On peut noter, en ces temps incertains de Novlangue post-orwellienne, une multiplication patente des injonctions à la professionnalisation. Ne souhaitant s’en tenir à ces conseils qui n’entendent rien des émotions et s’en tiennent à produire vieillissants insatisfaits et autres célibataires de l’art, l’auteur nous narrera, tous les mois (ou presque), les vertus de l’amateurisme appliqué au champ musical — s’y croiseront des laboureurs sans ambition, des journaliers sans le sous, des vendangeuses aux reins brisés et toutes les mauvaises herbes qui jamais ne fleurissent sous le soleil exactement.
Disons qu’elle est un isthme, entre la terre et l’espace, qu’elle est un isthme, entre l’amateurisme le plus solaire et le professionnalisme le plus trivial, de ceux qui chaque jour permettent de nourrir les siens en allant au charbon dans les étoiles. Elle aurait donc été une pionnière de la prospection minière spatiale ? Cela se peut, aussi.

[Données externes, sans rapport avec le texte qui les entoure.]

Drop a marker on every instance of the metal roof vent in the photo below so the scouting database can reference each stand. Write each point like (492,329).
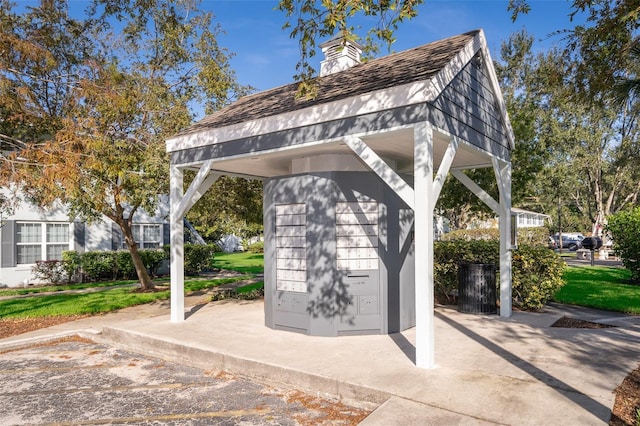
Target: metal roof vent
(339,55)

Elle a été conçue au Nouveau-Mexique, à Roswell, en 1946. L’année suivante, dans le désert, non loin, s’écrasait une soucoupe volante, dit-on. Si tout cela vous semble familier, c’est que vous êtes de votre temps et de votre village global. Ses parents ont quitté ce village du sud-ouest des États-Unis pour qu’elle voie le jour l’année suivante à Pueblo, dans le Colorado. Sans doute savaient-ils déjà que la vérité est ailleurs.

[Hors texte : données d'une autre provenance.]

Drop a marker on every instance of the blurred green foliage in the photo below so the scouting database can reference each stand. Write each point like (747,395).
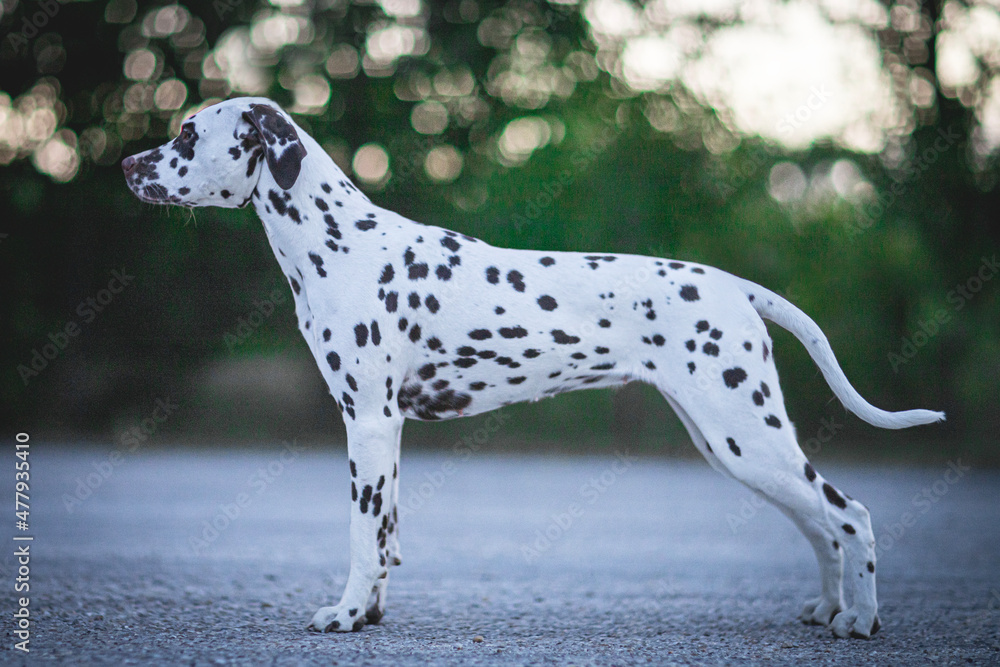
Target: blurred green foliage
(891,278)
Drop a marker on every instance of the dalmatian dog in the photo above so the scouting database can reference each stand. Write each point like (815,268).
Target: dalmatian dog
(407,320)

Toujours un peu plus près des étoiles, ou des illuminés, la famille déménage à La Cuidad de Las Animas Perdidas en Purgatorio, « la ville des âmes perdues au purgatoire », une minuscule bourgade, toujours au Colorado. Avec Corpus Christi, au Texas, peut-être l’un des points géographiques les plus cul-bénits au Nord du Rio Grande.
Vers la fin des années 50, baignée de culture western, parmi les arbres et les gentils voisins, au grand air, elle étouffe.

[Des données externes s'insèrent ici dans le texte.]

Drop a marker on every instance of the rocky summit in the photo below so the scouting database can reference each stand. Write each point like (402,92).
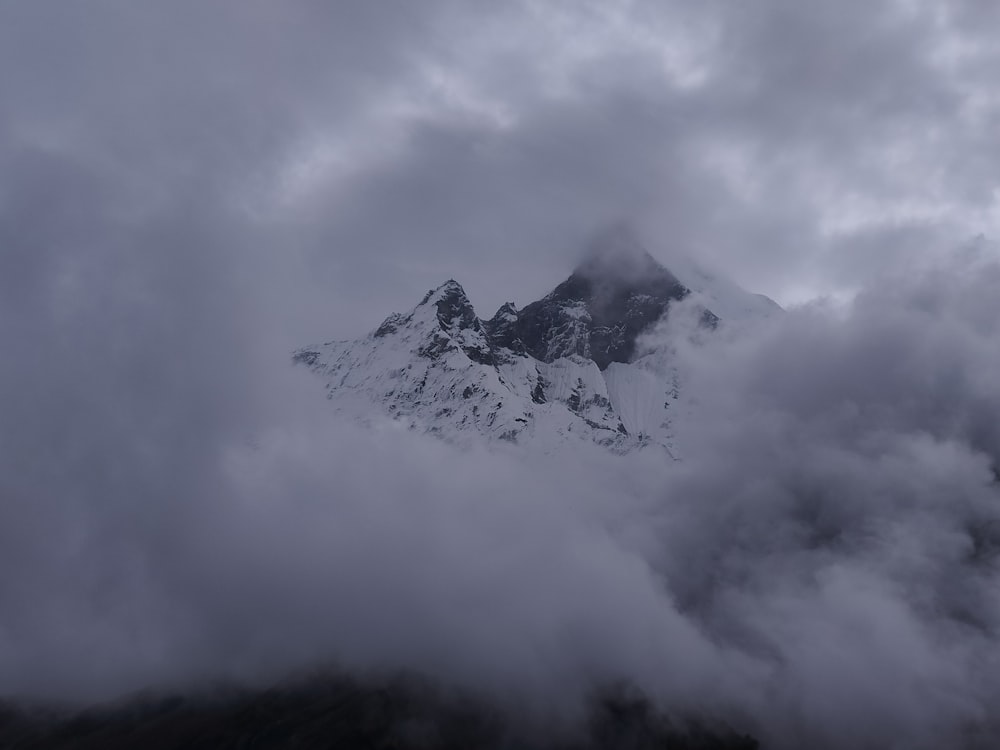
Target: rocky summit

L’université est un premier décalage, comme pour beaucoup. Même à Boulder, toujours au Colorado, il y a des Bob Dylan, il y a des Joan Baez. En 1967, il y en a même un qui se prend pour un gourou. Il vient de Harvard pour une conférence qu’il donnera vêtu d’une toge, assis en position du lotus au milieu de la scène. « Allumez, écoutez, abandonnez » (quite lost in translation, sorry), comme beaucoup aussi, c’est la seule chose qu’elle retient du discours de Timothy Leary. Elle prend immédiatement la route.
Auto-stop, vie en communauté, expériences psychédéliques, arrivée à San Francisco en plein Été de l’Amour, le chemin est aujourd’hui connu, mais elle est de celles et ceux qui l’ont balisé de bougies parfumées.
Brièvement posée à Haight-Ashbury, elle s’entiche d’un hippie prénommé Joel qui, pour se soustraire à l’appel sous les drapeaux et à une excursion offerte au Vietnam, l’entraine dans les forêts du Nord de l’état, près de la frontière de l’Oregon. Ils y vivent le rêve sylvestre d’insoumission à l’américaine dans une caverne, seuls mais pas tout à fait. Est-ce que Henry David Thoreau passa lui aussi son temps à observer les OVNI et à élaborer des théories sur les origines extra-terrestres de l’humanité, leurs influences sur nos destinés ? Rien dans les écrits du libertarien ne nous permet de le subodorer.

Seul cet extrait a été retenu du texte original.